Anzi, anche meglio di quei pochi. Basta guardare i dati dell’ascesa fino al traguardo della tappa del Tour di domenica. L’occhio è andato subito sul cronometro, e non serviva molto a capire che il 28enne britannico era salito al ritmo dei migliori. Per precisione, negli ultimi 15 km la maglia gialla ha fatto segnare il record, in 47’40, quasi un minuto meglio di quanto fatto da Lance Armstrong nel 2002. Per quanto riguarda l’intera salita, che ricordiamo essere una ascesa di 20,8 km con pendenza media del 7,5% per un totale di 1598 metri di dislivello, il ciclista del Team Sky l’ha scalata in 57’50 a 21,5 km/h di velocità, secondo soltanto a Marco Pantani che nel 1994 ci mise sedici secondi in meno. Froome si piazza secondo anche per quanto riguarda la VAM, cioè la velocità ascensionale media (1657, 1665 per Pantani), mentre per il capitolo potenza, il britannico ha fatto registrare 446 watt massimi, soltanto due in meno della coppia Armstrong- Ullrich nel 2003.
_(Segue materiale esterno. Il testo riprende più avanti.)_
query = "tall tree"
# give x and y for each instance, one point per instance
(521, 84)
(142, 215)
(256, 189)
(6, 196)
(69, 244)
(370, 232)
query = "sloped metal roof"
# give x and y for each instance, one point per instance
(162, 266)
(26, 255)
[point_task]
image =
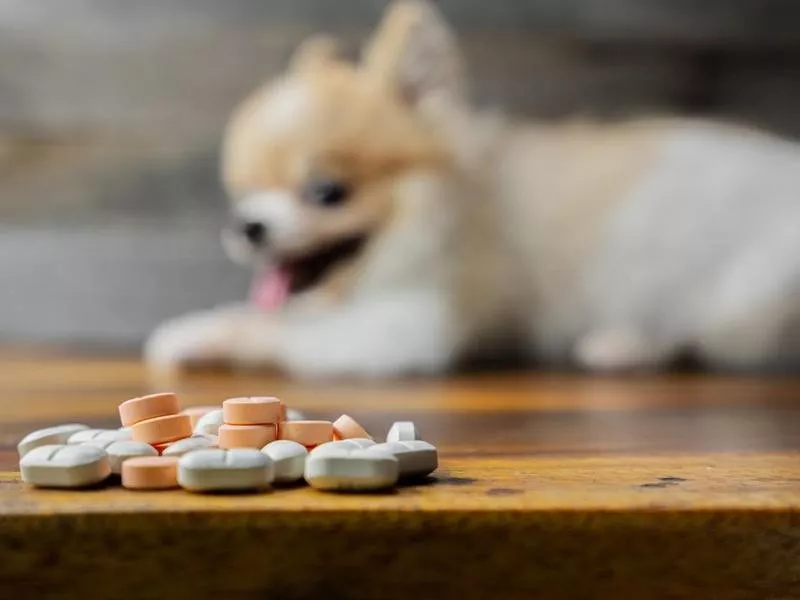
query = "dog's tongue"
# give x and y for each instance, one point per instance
(271, 288)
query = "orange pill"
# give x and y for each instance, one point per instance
(346, 427)
(246, 436)
(147, 407)
(195, 412)
(150, 473)
(162, 429)
(251, 411)
(308, 433)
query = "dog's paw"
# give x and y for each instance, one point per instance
(204, 337)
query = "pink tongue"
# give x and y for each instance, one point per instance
(271, 289)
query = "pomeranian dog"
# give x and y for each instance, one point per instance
(396, 229)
Tutti dati che fanno comprendere bene il valore dell’impresa dell’attuale leader della classifica generale del Tour (che oggi riparte con la sedicesima tappa con l’arrivo a Gap, dopo tre gran premi della montagna). Peccato solo che tutti i ciclisti nominati in queste poche righe siano stati coinvolti in fatti di doping. E un ciclista che fa meglio di atleti trovati almeno una volta positivi ad un controllo antidoping non può che far storcere il naso a molti. Soprattutto se parliamo di uno come Froome, che prima degli exploit con Wiggins allo scorso Tour de France aveva vinto soltanto quattro gare (dall’anno scorso sono invece otto) e che nei grandi giri era ricordato soprattutto per due episodi particolari al Giro d’Italia: nel 2009 in una tappa con arrivo a Bologna sul San Luca era salito sul tratto più duro a zig zag a 7 km/h, praticamente come un cicloturista della domenica, mentre nel 2010 era stato squalificato mentre saliva sul Mortirolo aggrappato alla sua ammiraglia. Questo comunque può anche non significare granché, visto che un atleta cambiando squadra, preparatori e tipologie di allenamento può cambiare radicalmente in un paio di stagioni, ma restano due eventi significativi.
Dalla sua c’è che le nostre e quelle di molti altri addetti ai lavori per ora sono soltanto supposizioni. Lui si difende: «È triste che si parli di doping il giorno dopo la vittoria più bella della mia carriera. Io e i miei compagni abbiamo passato settimane e settimane lontano da casa ad allenarci duramente. I miei risultati sono il frutto della mia determinazione, è stata durissima arrivare a questo livello. Io so che cosa ho fatto per arrivare dove sono, e ne sono fiero. Io non sono come Armstrong, che ha ingannato. Io non baro. Punto». Lo difende anche il suo avversario numero 1 in questo Tour, cioè Alberto Contador: «Sono convinto che Chris sia pulito». Lo difenderemmo anche noi, se solo i suoi colleghi non ci avessero abituato a pensare sempre male.